Инструмент Мокша уложил на дно чёлна, невеликий скарб вперёд, жену — назад под небольшой дерюжный навес, и, не прощаясь ни с кем из селян, отчалил. Они отплыли от деревни, оставили чёлн среди ветвей ивы в топкой заводи, и прокрались в дубраву к берлоге. Санька-Ракшай ждал внутри и вылез только по зову матери.

С собой Ракшай имел котомку, связанную Лёксой, с остатками зимних припасов, переданных ему родителями и детский лук в колчане, изготовленный отцом. Но детским он был только до того, как попал в руки Ракшая.
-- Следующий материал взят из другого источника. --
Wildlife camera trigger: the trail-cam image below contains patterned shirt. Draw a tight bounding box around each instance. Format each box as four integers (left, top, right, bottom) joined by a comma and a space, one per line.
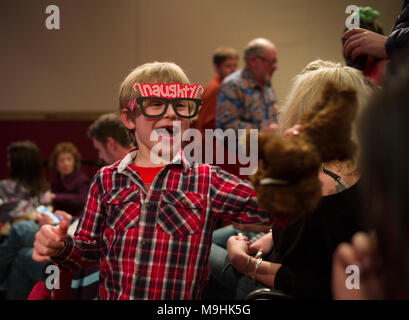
216, 68, 278, 130
53, 150, 268, 299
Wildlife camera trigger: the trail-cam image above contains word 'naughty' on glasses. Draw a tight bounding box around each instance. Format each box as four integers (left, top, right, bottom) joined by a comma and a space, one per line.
129, 82, 204, 119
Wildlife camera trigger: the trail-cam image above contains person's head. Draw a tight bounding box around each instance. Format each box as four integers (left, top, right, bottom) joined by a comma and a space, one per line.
88, 113, 133, 164
50, 142, 81, 176
342, 7, 384, 71
244, 38, 277, 83
7, 141, 49, 196
360, 65, 409, 299
279, 60, 370, 174
119, 62, 199, 160
213, 47, 239, 80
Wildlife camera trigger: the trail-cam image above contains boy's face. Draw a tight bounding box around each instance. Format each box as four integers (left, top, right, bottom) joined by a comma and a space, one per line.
121, 106, 190, 160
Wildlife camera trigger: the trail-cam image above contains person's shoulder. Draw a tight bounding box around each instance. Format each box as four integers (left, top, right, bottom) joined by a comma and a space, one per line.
222, 70, 243, 86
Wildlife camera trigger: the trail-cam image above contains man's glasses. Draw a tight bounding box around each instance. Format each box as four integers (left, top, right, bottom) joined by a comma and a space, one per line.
136, 97, 202, 119
256, 56, 277, 65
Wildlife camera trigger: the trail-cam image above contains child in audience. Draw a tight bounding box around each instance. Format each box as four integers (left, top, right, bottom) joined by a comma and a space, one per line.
50, 142, 90, 216
33, 62, 268, 299
332, 64, 409, 299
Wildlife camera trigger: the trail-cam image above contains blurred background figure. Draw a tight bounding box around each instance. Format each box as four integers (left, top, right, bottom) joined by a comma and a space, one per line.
191, 47, 239, 139
342, 7, 386, 85
50, 142, 90, 216
332, 64, 409, 299
0, 141, 51, 231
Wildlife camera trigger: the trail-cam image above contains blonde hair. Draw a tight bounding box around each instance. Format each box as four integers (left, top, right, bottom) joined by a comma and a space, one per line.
279, 60, 370, 174
244, 38, 274, 61
119, 62, 190, 112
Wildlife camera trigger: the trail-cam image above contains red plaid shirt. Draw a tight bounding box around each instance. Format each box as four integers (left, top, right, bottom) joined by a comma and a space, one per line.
53, 150, 269, 299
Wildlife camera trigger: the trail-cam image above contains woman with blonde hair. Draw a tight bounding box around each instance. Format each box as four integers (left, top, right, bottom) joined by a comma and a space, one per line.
50, 142, 90, 216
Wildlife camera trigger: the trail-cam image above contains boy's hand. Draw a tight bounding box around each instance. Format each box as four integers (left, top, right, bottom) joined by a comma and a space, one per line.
32, 211, 71, 262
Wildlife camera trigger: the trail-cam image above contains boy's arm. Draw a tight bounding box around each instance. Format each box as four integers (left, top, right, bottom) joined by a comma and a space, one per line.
209, 166, 271, 224
52, 172, 105, 270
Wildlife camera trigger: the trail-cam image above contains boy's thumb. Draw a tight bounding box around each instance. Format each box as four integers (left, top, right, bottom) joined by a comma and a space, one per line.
57, 220, 69, 237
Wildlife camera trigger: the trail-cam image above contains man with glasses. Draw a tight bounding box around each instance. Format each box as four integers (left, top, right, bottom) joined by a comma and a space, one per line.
216, 38, 278, 132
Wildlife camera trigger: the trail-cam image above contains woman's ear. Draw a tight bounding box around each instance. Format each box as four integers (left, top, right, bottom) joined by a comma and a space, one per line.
121, 109, 135, 130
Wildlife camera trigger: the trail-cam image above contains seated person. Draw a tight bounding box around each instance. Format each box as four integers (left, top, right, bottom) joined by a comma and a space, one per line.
207, 61, 368, 299
0, 141, 51, 299
0, 141, 51, 236
0, 211, 71, 300
342, 7, 386, 86
50, 142, 90, 216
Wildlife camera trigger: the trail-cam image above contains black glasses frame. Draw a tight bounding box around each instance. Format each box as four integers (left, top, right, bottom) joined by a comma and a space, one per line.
136, 97, 202, 119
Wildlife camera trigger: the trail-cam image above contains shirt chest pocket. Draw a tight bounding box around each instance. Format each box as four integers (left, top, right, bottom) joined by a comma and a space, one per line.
102, 189, 141, 232
158, 190, 203, 238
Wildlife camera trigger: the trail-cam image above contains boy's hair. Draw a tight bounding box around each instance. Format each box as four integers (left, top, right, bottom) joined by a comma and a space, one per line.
279, 60, 370, 174
213, 47, 239, 66
88, 113, 133, 148
7, 141, 49, 197
119, 62, 190, 115
50, 142, 81, 172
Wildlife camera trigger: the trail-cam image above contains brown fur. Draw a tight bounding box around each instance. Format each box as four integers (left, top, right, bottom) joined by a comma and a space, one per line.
247, 83, 358, 222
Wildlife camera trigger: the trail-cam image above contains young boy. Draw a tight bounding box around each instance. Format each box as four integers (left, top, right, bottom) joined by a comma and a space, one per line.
33, 62, 268, 299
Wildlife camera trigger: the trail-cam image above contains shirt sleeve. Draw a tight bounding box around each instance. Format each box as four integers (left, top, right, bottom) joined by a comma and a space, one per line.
216, 82, 258, 130
52, 168, 106, 271
210, 166, 272, 224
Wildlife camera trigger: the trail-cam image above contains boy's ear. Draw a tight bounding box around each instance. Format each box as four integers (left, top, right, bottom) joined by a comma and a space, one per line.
121, 109, 135, 130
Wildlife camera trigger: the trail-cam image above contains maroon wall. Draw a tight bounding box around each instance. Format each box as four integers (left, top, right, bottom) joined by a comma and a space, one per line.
0, 121, 98, 179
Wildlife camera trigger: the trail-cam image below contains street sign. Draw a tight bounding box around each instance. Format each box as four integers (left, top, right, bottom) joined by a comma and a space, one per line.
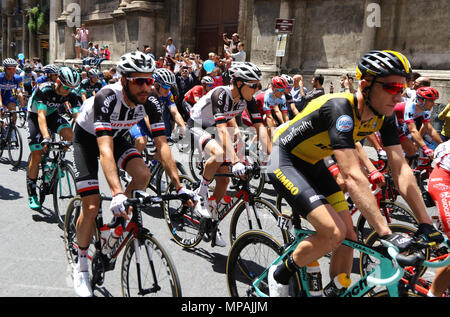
275, 19, 295, 34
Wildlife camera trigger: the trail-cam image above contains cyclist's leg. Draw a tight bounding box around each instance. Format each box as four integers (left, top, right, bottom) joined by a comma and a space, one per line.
114, 137, 150, 197
26, 113, 43, 209
268, 145, 346, 284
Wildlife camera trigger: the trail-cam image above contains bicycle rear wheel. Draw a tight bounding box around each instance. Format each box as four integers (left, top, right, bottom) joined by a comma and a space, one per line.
53, 164, 77, 230
163, 175, 202, 248
6, 126, 23, 167
121, 234, 181, 297
64, 196, 97, 274
226, 230, 296, 297
230, 197, 289, 244
359, 224, 430, 296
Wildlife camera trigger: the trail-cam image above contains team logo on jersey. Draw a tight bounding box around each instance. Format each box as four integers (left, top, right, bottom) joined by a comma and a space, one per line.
336, 115, 353, 132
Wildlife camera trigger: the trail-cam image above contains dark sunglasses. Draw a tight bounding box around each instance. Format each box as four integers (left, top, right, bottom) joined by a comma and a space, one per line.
375, 81, 406, 95
126, 77, 155, 86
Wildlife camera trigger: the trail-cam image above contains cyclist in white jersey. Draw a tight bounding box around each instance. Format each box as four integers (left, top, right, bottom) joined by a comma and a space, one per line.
73, 51, 194, 296
187, 62, 267, 246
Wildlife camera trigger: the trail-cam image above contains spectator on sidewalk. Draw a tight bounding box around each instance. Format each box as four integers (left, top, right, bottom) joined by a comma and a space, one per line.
80, 23, 89, 57
163, 37, 177, 71
298, 75, 325, 111
72, 28, 81, 59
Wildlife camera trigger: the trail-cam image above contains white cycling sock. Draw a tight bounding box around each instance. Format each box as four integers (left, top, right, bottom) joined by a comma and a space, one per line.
78, 248, 89, 272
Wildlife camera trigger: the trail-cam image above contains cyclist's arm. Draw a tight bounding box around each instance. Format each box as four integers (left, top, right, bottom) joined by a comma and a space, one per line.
334, 148, 391, 236
38, 109, 50, 139
97, 135, 124, 196
406, 122, 426, 147
170, 106, 186, 129
385, 145, 431, 224
419, 121, 442, 144
153, 135, 182, 191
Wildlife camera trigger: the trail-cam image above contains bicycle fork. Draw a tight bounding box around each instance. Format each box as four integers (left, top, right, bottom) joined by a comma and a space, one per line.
133, 230, 161, 296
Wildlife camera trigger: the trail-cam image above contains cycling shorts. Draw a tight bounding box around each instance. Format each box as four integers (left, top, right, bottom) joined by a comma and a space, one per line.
129, 120, 153, 141
428, 165, 450, 239
73, 124, 142, 197
27, 112, 71, 152
267, 143, 348, 218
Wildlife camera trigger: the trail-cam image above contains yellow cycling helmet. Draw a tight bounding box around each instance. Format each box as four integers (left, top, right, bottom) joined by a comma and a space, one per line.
356, 50, 412, 80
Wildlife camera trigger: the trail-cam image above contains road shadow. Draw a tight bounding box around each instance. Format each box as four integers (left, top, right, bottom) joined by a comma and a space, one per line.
0, 185, 23, 200
171, 244, 227, 274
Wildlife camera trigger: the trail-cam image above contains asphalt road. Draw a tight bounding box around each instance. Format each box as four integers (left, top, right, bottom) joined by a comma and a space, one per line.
0, 124, 438, 297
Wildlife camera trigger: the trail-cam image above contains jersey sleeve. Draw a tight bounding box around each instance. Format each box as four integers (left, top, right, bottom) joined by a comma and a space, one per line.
321, 98, 355, 150
211, 89, 228, 125
144, 96, 165, 138
380, 114, 400, 146
247, 97, 263, 124
94, 89, 117, 137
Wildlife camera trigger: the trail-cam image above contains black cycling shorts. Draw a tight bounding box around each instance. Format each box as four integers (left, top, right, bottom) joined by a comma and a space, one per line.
73, 124, 142, 197
267, 143, 348, 218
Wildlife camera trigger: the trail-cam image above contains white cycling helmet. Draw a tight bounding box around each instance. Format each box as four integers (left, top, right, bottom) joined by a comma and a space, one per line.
58, 66, 81, 88
281, 74, 294, 87
3, 58, 17, 67
202, 76, 214, 85
153, 68, 176, 86
117, 51, 155, 76
228, 62, 262, 82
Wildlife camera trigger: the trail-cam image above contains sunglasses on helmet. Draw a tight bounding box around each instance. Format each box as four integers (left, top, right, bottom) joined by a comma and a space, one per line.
126, 77, 155, 86
375, 81, 406, 95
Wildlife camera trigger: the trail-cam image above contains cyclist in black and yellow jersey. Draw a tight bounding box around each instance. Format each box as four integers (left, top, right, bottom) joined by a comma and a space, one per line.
268, 51, 442, 296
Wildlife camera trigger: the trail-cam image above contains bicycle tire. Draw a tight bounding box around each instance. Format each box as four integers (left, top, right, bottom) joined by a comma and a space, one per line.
230, 197, 289, 245
356, 200, 419, 242
359, 224, 430, 294
121, 234, 182, 297
226, 230, 300, 297
53, 162, 77, 230
163, 175, 202, 248
64, 196, 98, 274
6, 126, 23, 167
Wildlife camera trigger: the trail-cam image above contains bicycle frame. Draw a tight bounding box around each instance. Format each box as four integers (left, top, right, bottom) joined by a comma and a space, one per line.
253, 229, 404, 297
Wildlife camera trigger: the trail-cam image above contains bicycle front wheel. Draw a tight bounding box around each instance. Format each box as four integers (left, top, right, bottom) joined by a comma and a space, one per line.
163, 175, 202, 248
6, 126, 23, 167
230, 197, 289, 244
121, 234, 181, 297
53, 164, 77, 230
226, 230, 290, 297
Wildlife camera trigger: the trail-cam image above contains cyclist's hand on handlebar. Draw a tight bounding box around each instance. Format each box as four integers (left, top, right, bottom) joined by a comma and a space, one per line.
231, 162, 245, 177
414, 223, 444, 244
369, 170, 385, 185
109, 193, 133, 220
380, 232, 414, 252
177, 187, 198, 207
41, 138, 52, 152
422, 145, 434, 159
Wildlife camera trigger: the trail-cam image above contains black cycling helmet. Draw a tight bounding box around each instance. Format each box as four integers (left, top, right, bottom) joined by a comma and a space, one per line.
356, 50, 412, 80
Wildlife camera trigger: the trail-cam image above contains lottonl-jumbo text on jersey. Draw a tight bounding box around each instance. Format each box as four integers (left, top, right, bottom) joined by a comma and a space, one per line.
273, 93, 400, 164
77, 82, 164, 138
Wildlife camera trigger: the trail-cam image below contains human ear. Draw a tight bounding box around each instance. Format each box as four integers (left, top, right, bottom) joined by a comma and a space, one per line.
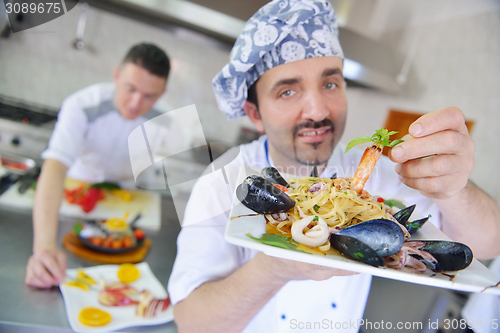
243, 101, 265, 133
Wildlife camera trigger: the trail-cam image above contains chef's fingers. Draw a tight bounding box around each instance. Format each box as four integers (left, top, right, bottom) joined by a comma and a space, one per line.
26, 255, 58, 288
395, 155, 464, 178
55, 250, 67, 277
39, 251, 65, 285
390, 131, 468, 163
409, 106, 469, 138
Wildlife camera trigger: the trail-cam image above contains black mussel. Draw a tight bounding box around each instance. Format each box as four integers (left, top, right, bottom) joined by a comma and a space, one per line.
311, 165, 319, 178
394, 205, 416, 225
404, 214, 431, 235
330, 234, 385, 266
408, 241, 474, 272
236, 175, 295, 214
330, 219, 405, 257
260, 167, 290, 187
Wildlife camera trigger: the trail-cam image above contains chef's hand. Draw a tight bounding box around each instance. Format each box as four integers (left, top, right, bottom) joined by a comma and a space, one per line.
389, 107, 475, 199
25, 248, 66, 288
256, 252, 359, 283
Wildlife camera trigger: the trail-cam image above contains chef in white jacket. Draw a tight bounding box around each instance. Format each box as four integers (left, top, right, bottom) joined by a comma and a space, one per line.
26, 43, 183, 288
168, 0, 500, 333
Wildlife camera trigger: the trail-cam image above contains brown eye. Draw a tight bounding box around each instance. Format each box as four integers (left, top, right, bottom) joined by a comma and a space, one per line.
281, 89, 293, 97
325, 82, 337, 89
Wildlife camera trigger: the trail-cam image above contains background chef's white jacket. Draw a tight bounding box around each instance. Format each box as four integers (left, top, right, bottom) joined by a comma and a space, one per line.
168, 136, 440, 332
42, 83, 187, 187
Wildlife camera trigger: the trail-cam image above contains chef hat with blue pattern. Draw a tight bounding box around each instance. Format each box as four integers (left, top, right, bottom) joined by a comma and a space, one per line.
212, 0, 344, 120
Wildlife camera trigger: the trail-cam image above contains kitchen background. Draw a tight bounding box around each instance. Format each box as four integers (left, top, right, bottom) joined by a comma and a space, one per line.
0, 0, 500, 199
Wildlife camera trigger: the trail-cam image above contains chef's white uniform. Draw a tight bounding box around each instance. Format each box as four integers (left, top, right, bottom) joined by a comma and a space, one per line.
168, 136, 440, 332
42, 83, 182, 186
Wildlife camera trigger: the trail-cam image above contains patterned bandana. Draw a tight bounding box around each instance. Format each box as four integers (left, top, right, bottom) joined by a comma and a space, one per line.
212, 0, 344, 120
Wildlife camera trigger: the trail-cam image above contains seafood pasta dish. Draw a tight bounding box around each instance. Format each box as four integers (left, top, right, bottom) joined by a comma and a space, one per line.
265, 177, 395, 251
236, 129, 473, 273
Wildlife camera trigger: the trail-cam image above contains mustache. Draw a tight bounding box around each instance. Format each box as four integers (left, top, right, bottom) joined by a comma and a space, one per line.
293, 119, 335, 137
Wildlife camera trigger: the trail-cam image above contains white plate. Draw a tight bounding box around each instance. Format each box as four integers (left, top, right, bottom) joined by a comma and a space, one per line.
225, 168, 500, 295
59, 262, 174, 332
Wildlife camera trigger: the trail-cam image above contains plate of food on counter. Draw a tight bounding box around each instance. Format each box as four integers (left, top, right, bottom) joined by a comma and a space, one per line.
59, 262, 174, 332
225, 129, 500, 295
73, 212, 145, 253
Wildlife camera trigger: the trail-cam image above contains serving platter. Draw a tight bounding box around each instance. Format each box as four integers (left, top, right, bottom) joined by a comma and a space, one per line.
225, 167, 500, 295
59, 262, 174, 332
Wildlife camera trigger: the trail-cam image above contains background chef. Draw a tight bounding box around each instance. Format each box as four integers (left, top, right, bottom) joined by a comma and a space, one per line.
26, 43, 183, 288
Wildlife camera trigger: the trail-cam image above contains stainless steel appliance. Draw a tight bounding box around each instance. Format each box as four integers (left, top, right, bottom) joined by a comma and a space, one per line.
0, 96, 57, 164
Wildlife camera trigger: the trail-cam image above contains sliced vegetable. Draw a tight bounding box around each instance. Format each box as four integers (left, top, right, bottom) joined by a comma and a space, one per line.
117, 264, 141, 283
76, 267, 97, 285
73, 222, 83, 235
99, 280, 139, 306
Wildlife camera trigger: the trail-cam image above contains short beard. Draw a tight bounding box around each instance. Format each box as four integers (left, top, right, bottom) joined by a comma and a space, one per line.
292, 119, 335, 165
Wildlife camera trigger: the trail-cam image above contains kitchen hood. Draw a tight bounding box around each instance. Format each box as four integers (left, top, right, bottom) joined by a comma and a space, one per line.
88, 0, 403, 94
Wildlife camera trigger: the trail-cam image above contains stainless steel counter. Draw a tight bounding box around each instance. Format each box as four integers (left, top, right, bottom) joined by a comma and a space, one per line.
0, 193, 180, 333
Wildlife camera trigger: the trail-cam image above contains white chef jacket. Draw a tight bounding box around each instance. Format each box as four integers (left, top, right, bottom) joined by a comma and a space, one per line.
168, 136, 440, 332
42, 83, 182, 186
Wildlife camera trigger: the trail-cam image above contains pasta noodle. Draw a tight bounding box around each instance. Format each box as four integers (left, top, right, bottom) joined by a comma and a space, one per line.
266, 177, 390, 235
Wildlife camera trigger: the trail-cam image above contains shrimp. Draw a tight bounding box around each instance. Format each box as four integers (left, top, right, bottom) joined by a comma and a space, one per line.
345, 128, 403, 195
351, 143, 382, 195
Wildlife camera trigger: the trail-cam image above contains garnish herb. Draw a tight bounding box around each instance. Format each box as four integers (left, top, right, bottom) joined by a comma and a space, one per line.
345, 128, 404, 153
247, 234, 307, 253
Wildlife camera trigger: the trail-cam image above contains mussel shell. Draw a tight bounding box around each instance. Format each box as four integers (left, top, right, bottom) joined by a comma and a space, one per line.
404, 215, 431, 235
236, 175, 295, 214
260, 167, 290, 187
330, 234, 385, 266
394, 205, 416, 225
330, 219, 405, 257
406, 240, 474, 272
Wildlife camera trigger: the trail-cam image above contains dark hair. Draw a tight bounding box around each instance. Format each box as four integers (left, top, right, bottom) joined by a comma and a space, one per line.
122, 43, 170, 78
247, 79, 259, 111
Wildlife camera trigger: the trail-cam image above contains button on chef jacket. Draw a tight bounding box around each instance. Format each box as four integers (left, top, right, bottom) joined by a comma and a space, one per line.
42, 83, 182, 187
168, 136, 440, 332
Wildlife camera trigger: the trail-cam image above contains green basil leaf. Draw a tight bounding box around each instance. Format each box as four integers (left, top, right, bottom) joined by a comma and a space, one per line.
345, 136, 372, 153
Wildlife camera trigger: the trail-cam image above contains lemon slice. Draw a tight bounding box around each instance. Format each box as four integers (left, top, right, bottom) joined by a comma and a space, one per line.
105, 212, 129, 232
78, 308, 111, 326
76, 267, 97, 284
118, 264, 141, 283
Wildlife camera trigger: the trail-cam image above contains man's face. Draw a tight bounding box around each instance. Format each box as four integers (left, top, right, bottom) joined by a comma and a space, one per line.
113, 62, 167, 119
247, 57, 347, 165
Санька укрепил древко, обновил струну и сейчас это был вполне рабочий охотничий инструмент. На Ракшая надели свободную рубаху из домотканого полотна и понесли к реке.

Чёлн никуда не делся. Мокша облегчённо вздохнул-выдохнул. Они снова погрузились в лодку и, весело переговариваясь, поплыли.

Санька, дав матери немного потискать себя, сбежал к отцу. Тот стоял на дне лодки чуть ближе от центра у корме и правил шестом.

— Накось, подержись за правило, — сказал Мокша.

Сын улыбнулся и вцепился в гладкую палку. Потом посмотрел на отца и потянулся другой рукой за его поясным ножом. Не кинжалом, или рабочим, а за «резным», как его называл Мокша.

На поясе у Мокши висело три ножа: охотничий обоюдоострый кинжал, рабочий нож и маленький, так называемый, грибной.

— Дай, — попросил Санька.

Мокша покачал головой.

— Нельзя, — сказал он. — Больно. Огонь — больно. Нож — больно.